Figure 20.1: The Ocean City boardwalk runs along this 2.5-mile long stretch of beach in Ocean City, MD.
Boardwalk Bathhouse’s business plan is to bring a private shower facility to the Ocean City, MD boardwalk. Currently, beachgoers visiting for the day have no way to wash off the saltwater and sand from a day at the beach. Nobody wants to get into their car or go out for dinner without a way of freshening up. We just need your help in deciding a location along the 2.5-mile long boardwalk (see Figure 20.1) to maximize our chances of success. Where should we put our bathhouse?
This is a typical decision under uncertainty and provides context for highlighting the BAW. When it comes to using the BAW for decision making, three key elements of the decision should be highlighted:
These three elements: objectives, decisions, and uncertainty are foundational elements of a field known as decision theory. Combining decision theory with other concepts from mathematics, computational statistics, and data visualization will allow us to be true gurus of business analytics; gurus who compel stategically-aligned actions that lead to better outcomes. This chapter will show you how.
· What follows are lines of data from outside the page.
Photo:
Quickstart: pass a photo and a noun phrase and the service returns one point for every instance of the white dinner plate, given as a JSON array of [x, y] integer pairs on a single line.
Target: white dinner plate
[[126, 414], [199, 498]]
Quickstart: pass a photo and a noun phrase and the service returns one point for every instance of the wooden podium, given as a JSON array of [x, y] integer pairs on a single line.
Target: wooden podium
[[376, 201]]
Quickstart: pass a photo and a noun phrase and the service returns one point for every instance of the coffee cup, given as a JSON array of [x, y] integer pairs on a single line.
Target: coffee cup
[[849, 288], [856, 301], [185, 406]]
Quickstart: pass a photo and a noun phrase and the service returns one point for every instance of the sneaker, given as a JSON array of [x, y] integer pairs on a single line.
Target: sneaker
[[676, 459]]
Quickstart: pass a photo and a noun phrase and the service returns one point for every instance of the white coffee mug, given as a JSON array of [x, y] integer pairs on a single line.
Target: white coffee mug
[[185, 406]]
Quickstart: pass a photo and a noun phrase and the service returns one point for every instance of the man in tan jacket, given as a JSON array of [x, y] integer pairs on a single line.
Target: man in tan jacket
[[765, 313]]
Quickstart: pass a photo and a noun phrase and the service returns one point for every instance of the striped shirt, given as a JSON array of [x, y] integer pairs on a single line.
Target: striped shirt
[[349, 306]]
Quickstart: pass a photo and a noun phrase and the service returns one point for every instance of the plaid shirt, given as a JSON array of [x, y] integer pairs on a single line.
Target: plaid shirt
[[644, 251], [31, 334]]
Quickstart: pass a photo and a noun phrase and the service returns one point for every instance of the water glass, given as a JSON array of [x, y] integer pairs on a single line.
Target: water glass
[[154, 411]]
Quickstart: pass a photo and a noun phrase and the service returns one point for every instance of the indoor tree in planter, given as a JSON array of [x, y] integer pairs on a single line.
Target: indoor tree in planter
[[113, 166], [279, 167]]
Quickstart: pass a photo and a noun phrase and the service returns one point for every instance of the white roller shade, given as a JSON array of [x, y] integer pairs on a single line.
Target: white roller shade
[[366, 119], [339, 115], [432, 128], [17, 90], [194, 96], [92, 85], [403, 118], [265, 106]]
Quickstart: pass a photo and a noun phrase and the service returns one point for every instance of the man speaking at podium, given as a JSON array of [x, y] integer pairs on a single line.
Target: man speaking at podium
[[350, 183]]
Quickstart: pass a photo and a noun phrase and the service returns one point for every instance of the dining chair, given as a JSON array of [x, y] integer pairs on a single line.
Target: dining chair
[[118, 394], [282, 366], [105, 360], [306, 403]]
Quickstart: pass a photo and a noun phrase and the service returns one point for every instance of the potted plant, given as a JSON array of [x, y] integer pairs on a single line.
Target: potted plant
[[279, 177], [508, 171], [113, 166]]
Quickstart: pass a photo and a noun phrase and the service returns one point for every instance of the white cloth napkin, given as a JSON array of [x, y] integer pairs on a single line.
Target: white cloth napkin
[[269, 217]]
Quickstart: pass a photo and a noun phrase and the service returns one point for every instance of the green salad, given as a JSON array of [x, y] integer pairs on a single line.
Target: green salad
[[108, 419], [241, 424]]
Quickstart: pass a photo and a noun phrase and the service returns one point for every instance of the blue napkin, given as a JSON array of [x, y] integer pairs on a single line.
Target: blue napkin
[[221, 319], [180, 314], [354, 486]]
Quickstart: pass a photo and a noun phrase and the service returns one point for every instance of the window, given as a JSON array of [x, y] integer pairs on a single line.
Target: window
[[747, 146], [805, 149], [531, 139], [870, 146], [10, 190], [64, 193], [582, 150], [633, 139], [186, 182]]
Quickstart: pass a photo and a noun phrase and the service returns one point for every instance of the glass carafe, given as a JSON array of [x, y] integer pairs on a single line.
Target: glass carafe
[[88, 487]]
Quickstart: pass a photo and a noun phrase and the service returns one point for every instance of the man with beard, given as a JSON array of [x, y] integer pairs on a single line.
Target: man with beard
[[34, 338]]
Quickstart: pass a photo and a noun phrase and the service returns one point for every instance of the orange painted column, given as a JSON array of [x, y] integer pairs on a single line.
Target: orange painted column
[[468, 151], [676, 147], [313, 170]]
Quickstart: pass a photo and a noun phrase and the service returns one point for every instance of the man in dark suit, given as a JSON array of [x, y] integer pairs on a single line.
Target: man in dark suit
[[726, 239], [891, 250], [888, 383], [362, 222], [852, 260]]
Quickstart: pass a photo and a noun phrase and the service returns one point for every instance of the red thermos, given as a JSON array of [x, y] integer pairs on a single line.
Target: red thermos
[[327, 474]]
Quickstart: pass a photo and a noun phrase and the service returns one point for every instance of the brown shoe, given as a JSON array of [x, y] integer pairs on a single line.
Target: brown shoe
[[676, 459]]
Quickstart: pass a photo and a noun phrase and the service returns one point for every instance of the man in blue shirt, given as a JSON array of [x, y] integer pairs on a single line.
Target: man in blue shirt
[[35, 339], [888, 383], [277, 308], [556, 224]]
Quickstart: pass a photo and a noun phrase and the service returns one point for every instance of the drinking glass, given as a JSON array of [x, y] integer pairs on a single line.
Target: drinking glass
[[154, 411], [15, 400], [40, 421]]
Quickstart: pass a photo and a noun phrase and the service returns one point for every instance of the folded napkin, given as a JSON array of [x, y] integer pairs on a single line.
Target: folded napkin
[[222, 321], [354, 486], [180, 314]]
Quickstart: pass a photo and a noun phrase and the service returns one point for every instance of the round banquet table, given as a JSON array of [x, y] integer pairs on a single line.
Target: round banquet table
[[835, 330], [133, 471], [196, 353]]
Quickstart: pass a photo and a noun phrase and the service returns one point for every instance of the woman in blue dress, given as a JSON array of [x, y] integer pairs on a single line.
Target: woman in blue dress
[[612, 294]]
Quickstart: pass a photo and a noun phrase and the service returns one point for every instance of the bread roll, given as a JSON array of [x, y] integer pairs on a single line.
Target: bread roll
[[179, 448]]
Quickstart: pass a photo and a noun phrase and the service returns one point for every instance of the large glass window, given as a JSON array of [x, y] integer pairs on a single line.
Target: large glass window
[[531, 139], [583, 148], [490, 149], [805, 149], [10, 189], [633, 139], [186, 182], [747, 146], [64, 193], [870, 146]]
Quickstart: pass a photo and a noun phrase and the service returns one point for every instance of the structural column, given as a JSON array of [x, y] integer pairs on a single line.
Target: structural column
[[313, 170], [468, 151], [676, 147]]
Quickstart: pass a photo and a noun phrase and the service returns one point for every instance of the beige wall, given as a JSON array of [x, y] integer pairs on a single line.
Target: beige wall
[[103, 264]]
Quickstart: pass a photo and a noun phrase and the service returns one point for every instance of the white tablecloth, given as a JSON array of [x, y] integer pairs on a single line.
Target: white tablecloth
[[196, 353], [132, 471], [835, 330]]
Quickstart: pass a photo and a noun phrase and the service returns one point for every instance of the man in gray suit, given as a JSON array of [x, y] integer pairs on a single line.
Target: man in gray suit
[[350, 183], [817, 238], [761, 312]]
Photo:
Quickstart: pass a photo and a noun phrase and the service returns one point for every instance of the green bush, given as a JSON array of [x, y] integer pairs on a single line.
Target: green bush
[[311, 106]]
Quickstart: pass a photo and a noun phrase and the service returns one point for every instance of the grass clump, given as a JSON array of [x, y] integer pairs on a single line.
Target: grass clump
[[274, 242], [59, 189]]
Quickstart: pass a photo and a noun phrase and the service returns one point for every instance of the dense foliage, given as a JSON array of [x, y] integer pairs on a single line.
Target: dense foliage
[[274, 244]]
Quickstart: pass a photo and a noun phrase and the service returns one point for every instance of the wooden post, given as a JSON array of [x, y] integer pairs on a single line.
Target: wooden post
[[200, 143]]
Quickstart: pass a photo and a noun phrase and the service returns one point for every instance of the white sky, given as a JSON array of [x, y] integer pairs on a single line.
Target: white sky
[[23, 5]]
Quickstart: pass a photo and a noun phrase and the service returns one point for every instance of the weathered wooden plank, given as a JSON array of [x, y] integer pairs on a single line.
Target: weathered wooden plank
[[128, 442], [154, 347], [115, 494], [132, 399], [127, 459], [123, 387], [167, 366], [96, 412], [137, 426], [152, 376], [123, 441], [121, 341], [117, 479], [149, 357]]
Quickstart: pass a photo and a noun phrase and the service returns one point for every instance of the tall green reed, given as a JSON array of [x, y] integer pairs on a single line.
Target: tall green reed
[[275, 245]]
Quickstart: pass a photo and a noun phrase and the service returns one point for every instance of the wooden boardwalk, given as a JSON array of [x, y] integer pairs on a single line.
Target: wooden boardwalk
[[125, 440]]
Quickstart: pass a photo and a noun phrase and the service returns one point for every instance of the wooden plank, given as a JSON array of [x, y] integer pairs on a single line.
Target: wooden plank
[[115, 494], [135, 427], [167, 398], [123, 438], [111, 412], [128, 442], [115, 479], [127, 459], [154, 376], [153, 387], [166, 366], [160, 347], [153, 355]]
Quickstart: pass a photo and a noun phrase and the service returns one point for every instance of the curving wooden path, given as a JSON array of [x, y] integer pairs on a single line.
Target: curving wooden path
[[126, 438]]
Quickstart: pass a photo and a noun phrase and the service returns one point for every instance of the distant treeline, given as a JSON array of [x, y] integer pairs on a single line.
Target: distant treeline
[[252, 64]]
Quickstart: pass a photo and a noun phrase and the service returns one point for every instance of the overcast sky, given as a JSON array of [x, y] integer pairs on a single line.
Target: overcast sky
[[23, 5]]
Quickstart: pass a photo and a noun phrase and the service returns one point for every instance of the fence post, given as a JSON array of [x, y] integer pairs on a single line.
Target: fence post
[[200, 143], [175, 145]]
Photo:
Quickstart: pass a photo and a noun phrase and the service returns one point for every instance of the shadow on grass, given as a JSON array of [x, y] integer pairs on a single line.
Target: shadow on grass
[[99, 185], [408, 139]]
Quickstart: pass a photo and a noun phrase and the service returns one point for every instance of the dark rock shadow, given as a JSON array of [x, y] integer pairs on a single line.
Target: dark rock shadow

Of all the modelling assumptions we make traversing the business analytics bridge, the most important is that of choosing an objective. Effort spent refining a decision model is wasted when the objective is off course as comically depicted in Figure 20.2 (Ohmae 1989Ohmae, Kenichi. 1989. “Companyism and Do More Better.” Harvard Business Review 67 (1): 125–32.):
So, prior to embarking on any data-driven improvement effort, find or craft a strategy statement that serves as your navigational aid and documents your assumed objectives as an analyst (see Collis and Rukstad 2008Collis, David J, and Michael G Rukstad. 2008. “Can You Say What Your Strategy Is?” Harvard Business Review 86 (4). for details). Be vocal about this assumed strategy when talking with stakeholders; it will absolutely lead to informative and collaborative conversations. In addition, any unaddressed misalignment between you and your stakeholders may quickly lead to your dismissal from the meeting or the company. For example, a market-share-maximizing CEO might abhor your repeated focus on minimizing production costs when they feel maximizing customer acquisition or retention are much more important.
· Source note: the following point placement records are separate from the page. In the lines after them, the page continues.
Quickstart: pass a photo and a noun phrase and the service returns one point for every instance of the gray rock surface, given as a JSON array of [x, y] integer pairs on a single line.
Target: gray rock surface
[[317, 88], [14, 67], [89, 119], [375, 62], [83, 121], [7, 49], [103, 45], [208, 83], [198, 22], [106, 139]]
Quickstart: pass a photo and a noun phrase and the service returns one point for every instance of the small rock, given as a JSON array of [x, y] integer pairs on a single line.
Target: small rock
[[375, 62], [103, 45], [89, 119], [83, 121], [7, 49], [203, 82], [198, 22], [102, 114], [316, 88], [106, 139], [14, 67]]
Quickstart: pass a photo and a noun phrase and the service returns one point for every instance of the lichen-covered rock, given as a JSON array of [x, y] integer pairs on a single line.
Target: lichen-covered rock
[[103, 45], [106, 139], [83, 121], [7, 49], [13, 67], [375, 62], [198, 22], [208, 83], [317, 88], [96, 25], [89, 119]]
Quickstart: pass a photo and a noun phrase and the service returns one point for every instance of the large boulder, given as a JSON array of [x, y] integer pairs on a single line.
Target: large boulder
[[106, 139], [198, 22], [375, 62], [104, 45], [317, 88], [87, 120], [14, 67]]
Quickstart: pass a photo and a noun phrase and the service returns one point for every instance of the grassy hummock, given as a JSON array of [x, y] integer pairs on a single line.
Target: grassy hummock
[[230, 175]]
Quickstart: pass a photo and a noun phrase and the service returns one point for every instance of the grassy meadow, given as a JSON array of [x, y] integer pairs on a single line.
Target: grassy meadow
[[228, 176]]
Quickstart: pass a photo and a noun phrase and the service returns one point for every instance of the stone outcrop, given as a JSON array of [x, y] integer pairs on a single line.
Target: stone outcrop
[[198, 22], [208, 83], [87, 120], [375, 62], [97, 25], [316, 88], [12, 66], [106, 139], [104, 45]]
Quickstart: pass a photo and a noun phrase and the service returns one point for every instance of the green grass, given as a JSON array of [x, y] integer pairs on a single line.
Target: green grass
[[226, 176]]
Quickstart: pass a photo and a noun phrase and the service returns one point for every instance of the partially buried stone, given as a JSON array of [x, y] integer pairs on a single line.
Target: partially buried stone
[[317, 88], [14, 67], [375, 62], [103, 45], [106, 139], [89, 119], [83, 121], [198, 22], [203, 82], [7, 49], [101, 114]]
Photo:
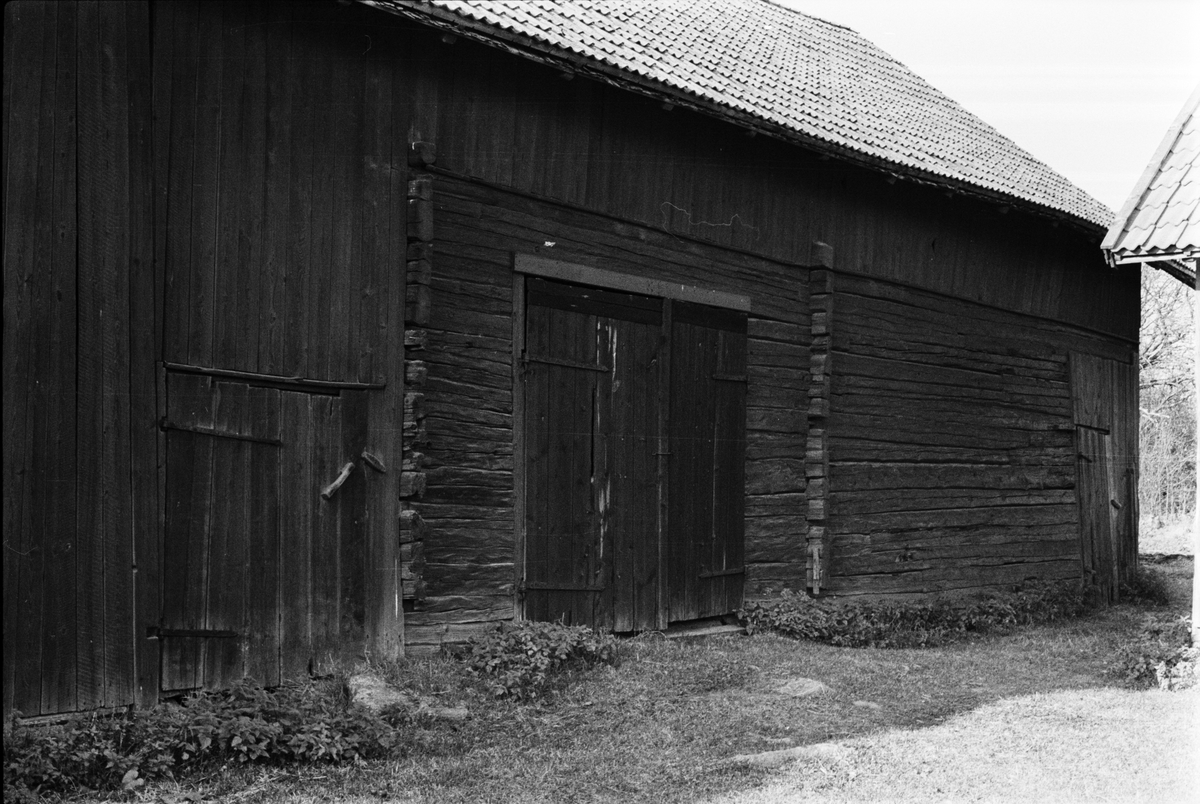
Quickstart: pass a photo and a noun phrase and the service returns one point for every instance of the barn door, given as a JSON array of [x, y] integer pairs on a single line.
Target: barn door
[[707, 479], [264, 527], [625, 529], [591, 379], [1097, 510], [1104, 400]]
For Boardwalk Bathhouse, is maximizing weekly revenue or maximizing customer traffic the true goal of the business? Maybe maximizing profit is a better goal? Also, what about the probability of having a profit - maybe survival probability for this new business is also a key criteria? We will keep things simple and claim the business to be profit-maximizing. In more complex situations, we will often find a strong strategy statement provides time-saving clarity around which objectives or performance measures are important to look at.
In your future, you will likely find yourself modelling decision policies that react to random inputs. We leave it up to the reader to explore how they might do this. In this book, we assume decision nodes have no random parent nodes and hence, decision nodes are completely deterministic and will take on only a single value. Figure 20.3 is a first pass at depicting the Boardwalk Bathhouse decision in a model. Decision nodes, shown as rectangles, are just like random variable nodes (ovals) with the exception that their value is controlled by an internal decision-maker. Hence, we get to choose the realization for a decision node and use that to feed information to the children nodes. In this case, we see how the location decision drives revenue, expenses, and subsequently, profit.
library(causact)
graph = dag_create() %>%
dag_node("# of Hot Day Beachgoers") %>%
dag_node(c("Rent by Location",
"Beachgoer Location Probability"),
obs = TRUE) %>%
dag_node(c("Revenue","Expenses","Profit"),
det = TRUE) %>%
dag_node("Bathhouse Location",
dec = TRUE) %>%
dag_edge(from = c("# of Hot Day Beachgoers",
"Beachgoer Location Probability",
"Bathhouse Location"),
to = "Revenue") %>%
dag_edge(from = c("Bathhouse Location",
"Rent by Location"),
to = "Expenses") %>%
dag_edge(from = c("Revenue","Expenses"),
to = "Profit")
graph %>% dag_render(shortLabel = TRUE,
wrapWidth = 15)
The top-down narrative of Figure 20.3 is as follows. Boardwalk Beachhouse’s target customers are hot day beachgoers whose exposure to surf, salt, and sand will make them good candidates for wanting to get cleaned up. Since future weather and human behavior are unpredictable, the # of Hot Day Beachgoers is a random variable. These beachgoers spread-out across the 2.5 mile-long beach in a well-studied pattern represented as an observed data node named Beachgoer Location Probability. Using the # of Hot Day Beachgoers and Beachgoer Location Probability inputs, one can calculate Revenue as a function of these inputs and a given bathhouse location. Presumably, beachgoers closer to the Bathhouse Location will be more likely to contribute to revenue, but these details are currently omitted from the DAG. Similarly, Bathhouse Location also determines expenses, but further details are omitted from the DAG to keep things simpler.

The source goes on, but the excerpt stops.